Adesso i clienti, oltre quegli storici, sono gli appassionati di segnatempo, di orologi a cucù, di quelle botteghe che hanno a che fare con il tempo nella misura in cui nel tempo ti ci fanno addirittura viaggiare.
A proposito di viaggi nel passato, l’orologeria Sangalli è sì una bottega storica, ma ha anche un e-commerce. Impazzisco quando la storia rimane storia ma non ignora la modernità.

Da Viganò, via Paolo da Cannobio 39, ci ho lasciato il cuore, non solo perché è un negozio affascinante, ma perché Laura Viganò è una persona speciale.
L’attività nacque nel 1919 da Carlo Viganò, il bis nonno di Laura, che lavorava alle Poste di Desio. Dopo un viaggio a Parigi conobbe rivenditori di materiali di ricamo e pensò di portare il business a Milano. Nel tempo affiancò anche la vendita di bigiotteria, e fu da qui che nacque il desiderio di aprire nel 1933 un altro negozio in Galleria, dove si potevano trovare scialli, vetri di Murano, ombrelli, e cappelli da cerimonia. Quello splendido negozio fu chiuso nel 2016 e riaperto in via Gonzaga 5.
Durante la guerra la Galleria Vittorio Emanuele chiuse, mentre in via Cannobio ci fu un incendio che fece perdere molti materiali di bigiotteria; altri invece sono ancora lì, nello stesso magazzino coperti di fuliggine o abbrustoliti.
Negli anni Settanta e Ottanta aprirono altri due negozi che chiusero poco dopo, in corso Vercelli e in Corso Buenos Aires, mentre questo di via Cannobio è sempre rimasto lo stesso, Laura ci tiene particolarmente.
Qui potete trovare perle e chocker necessari per creare i propri gioielli, in ogni cassetto di legno ci sono, diligentemente catalogate, perline colorate e accessori; in più sono presenti collezioni di bigiotteria di propria produzione accanto a pezzi vintage d’archivio. Il negozio si occupa inoltre di ricamo, sia al dettaglio che all’ingrosso.
Ci dovete andare anche solo per respirare un’aria che non c’è più, e che era, è, meravigliosa.

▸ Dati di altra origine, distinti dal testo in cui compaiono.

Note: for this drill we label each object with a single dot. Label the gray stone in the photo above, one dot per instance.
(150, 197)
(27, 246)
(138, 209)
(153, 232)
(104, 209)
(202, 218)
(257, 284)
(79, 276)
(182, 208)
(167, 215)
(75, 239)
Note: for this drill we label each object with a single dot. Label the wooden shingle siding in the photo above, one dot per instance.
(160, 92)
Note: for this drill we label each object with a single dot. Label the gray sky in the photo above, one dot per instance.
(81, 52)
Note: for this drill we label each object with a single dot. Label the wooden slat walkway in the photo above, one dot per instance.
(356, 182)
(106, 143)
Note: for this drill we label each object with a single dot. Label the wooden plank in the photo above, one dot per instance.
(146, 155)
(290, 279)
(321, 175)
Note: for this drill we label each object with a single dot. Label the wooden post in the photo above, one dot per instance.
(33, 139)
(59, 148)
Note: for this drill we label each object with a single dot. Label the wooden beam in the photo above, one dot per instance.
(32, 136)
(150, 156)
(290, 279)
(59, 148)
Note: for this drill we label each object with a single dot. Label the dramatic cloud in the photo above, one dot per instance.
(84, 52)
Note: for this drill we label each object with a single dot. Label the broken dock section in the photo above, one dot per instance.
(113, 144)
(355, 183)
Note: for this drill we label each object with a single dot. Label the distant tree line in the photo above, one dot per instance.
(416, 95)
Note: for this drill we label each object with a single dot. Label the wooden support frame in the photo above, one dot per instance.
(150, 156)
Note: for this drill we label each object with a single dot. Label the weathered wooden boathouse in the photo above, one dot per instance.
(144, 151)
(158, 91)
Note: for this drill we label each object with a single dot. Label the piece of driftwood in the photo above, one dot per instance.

L’ultimo negozio della mia mini guida dedicata ad Hendrick’s è il più antico di Milano, ed è Ditta Guenzati in via Agnello, 8. La bottega viene fondata nel 1768 da Giuseppe Guenzati, nella contrada dei Fustagnari, sotto il Ducato di Milano che era occupato dagli asburgici.
Il negozio è sempre stato lì, in via Mercanti, ex contrada dei Fustagnari, fino all’anno scorso in cui si è trasferito, dopo lunghi contrasti e tentativi di rimanere dove erano, in via Agnello.
Guenzati nasce quando Milano è il centro serico più importante di Europa, e Giuseppe, determinato ad approfittare delle straordinarie opportunità offerte dalla piazza milanese, decide di dedicarsi prevalentemente al commercio di sete e fustagni, che negli anni a venire faranno la fortuna della sua azienda. A fine Ottocento venivano venduti anche panni di lana, cotone e lini, fino al 1968.

Guenzati è stato dei Guenzati fino al 1876, quando finì il filone ereditario. Poi il negozio venne donato ai commessi meritevoli con l’unico impegno di mantenere il nome. Questo è successo due volte, così che è diventa una tradizione.
È stato il papà di Gigi, l’attuale gestore, a dare la svolta all’azienda perché prima di allora venivano venduti solo colori scuri, neri e grigi. Lui invece andò in Inghilterra a comprare tartan, tweed colorati, e non solo tessuti ma prodotti finiti, e portò tutto in Italia.
Adesso Ditta Guenzati ha cappelli, maglieria, tessuti e alcuni prodotti finiti, con il comune denominatore del tartan.